Y si hablar del odio es hablar de la aversión lindante con el deseo de muerte del otro, de la violencia, de la destrucción, seguramente del goce sádico; de cómo diversas formas de la agresión son constitutivas de la especie humana en tanto partícipes del mundo animal, pero fundamentalmente como ser parlante y consciente, hoy incluso de su propio inconsciente sexual, toda esa destrucción se macera exponencialmente en las entrañas del capitalismo contemporáneo. 
 

Aun en contra de sus expresiones más esperanzadas, Marx lo formuló sin medias tintas al final del capítulo xv de El capital: “Capitalismo y gran industria”


“Por consiguiente, la producción capitalista, sólo desarrolla la técnica y la combinación del proceso social al mismo tiempo que agota las dos fuentes de las cuales brota toda la riqueza: La tierra y el trabajador”.
 

Marx no dice que la destrucción está en todo sistema social por alguna universal tendencia autodestructiva salvo cuando se pone hegeliano y la destrucción es la matriz de cualquier nueva vida, es mucho más específico, explica porqué este sistema lleva a la muerte a todo y a todos.
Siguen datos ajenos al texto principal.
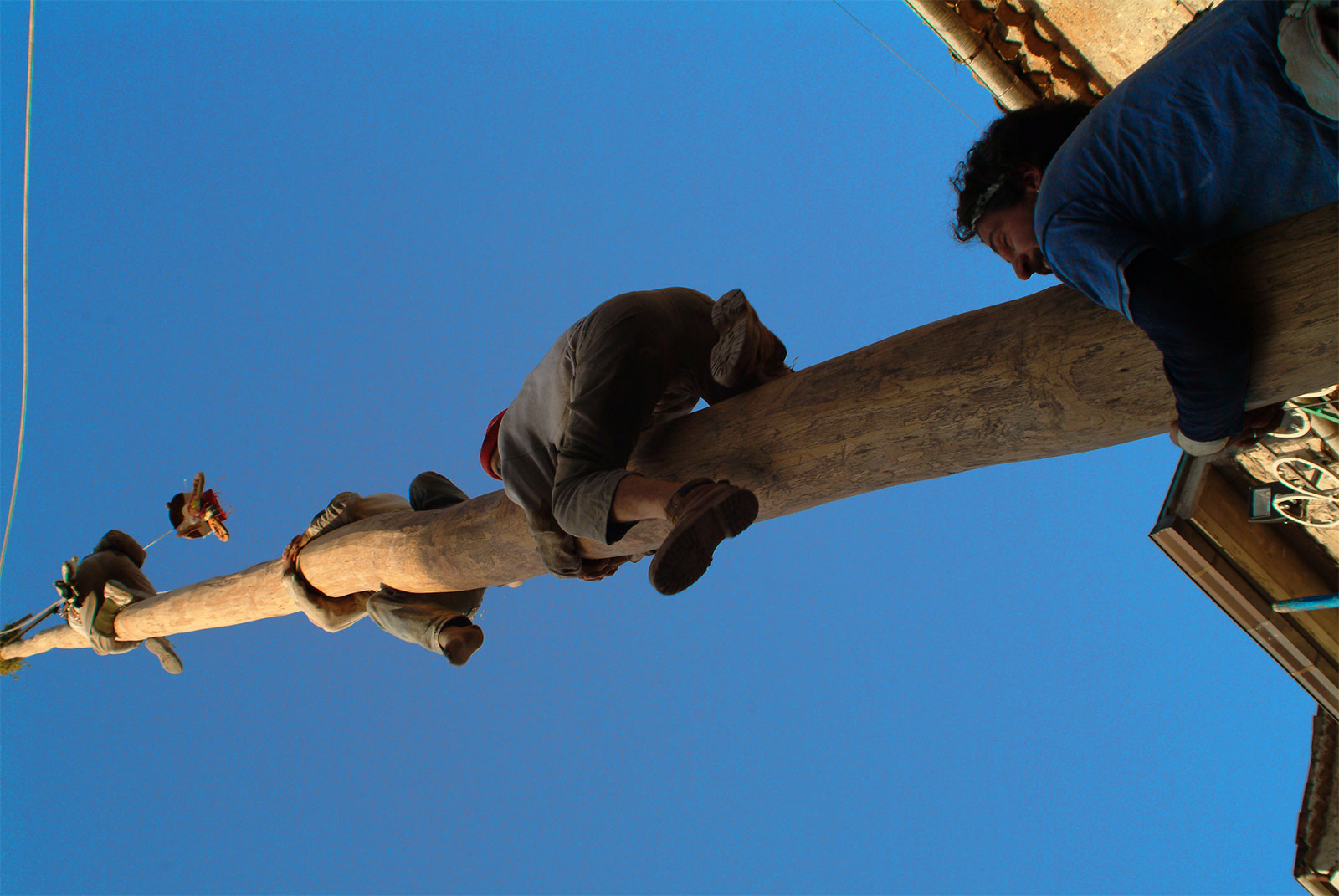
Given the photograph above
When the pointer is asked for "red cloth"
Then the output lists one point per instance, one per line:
(490, 445)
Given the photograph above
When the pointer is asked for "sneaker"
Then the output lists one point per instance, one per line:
(743, 346)
(459, 637)
(703, 513)
(167, 655)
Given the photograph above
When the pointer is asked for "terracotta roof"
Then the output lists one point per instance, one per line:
(1075, 49)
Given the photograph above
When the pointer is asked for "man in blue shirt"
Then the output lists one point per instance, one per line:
(1229, 129)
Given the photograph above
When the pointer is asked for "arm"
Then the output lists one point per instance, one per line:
(1204, 343)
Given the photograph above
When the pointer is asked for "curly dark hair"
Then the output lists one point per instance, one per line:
(1024, 137)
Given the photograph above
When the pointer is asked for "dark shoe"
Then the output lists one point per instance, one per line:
(703, 513)
(167, 655)
(459, 637)
(743, 346)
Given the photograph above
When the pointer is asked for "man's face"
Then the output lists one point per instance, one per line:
(1011, 234)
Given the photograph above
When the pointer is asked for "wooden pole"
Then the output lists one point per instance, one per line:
(1044, 376)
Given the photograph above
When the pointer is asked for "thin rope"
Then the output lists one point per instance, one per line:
(907, 64)
(23, 401)
(160, 539)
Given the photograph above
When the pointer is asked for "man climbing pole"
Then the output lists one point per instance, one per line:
(441, 622)
(1229, 129)
(562, 446)
(93, 606)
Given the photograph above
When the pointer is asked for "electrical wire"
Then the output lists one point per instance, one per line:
(23, 401)
(1307, 492)
(907, 64)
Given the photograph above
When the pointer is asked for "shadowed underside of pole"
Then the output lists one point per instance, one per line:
(1044, 376)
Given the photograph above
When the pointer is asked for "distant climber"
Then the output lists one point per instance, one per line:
(562, 446)
(439, 622)
(1232, 126)
(196, 513)
(100, 586)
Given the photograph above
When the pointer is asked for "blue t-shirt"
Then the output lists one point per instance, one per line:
(1207, 141)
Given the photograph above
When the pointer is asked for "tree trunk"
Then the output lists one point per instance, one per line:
(1044, 376)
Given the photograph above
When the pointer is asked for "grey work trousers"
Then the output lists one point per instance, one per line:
(638, 359)
(414, 617)
(419, 619)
Marx, al igual que Freud, tampoco tiene buenas noticias. Los ecologistas de hoy deberían escuchar las razones de su pronóstico formulada hace 150 años. El ecocidio y el genocidio están en el corazón del capitalismo porque ésa es la tendencia inherente a su modo de producción y apropiación de la riqueza y de la subjetividad como mercancía. Paradójicamente, no sólo criminal, sino principalmente suicida. El crimen sólo será perfecto (si tomamos la formulación de Alemán) a condición de que el asesino termine matándose a sí mismo.  
 

Tan contrario al optimismo idealista era Marx que termina el mismísimo Manifiesto comunista diciendo: “La historia de toda sociedad hasta nuestros días no ha sido sino la historia de la lucha de clases. Hombres libres y esclavos, patricios y plebeyos, nobles o siervos, maestres artesanos y oficiales, en una palabra, opresores y oprimidos en lucha constante mantuvieron una guerra ininterrumpida, ya abierta, ya disimulada; una guerra que terminó siempre, sea por una transformación revolucionaria de la sociedad, sea por la destrucción de las dos clases antagónicas”.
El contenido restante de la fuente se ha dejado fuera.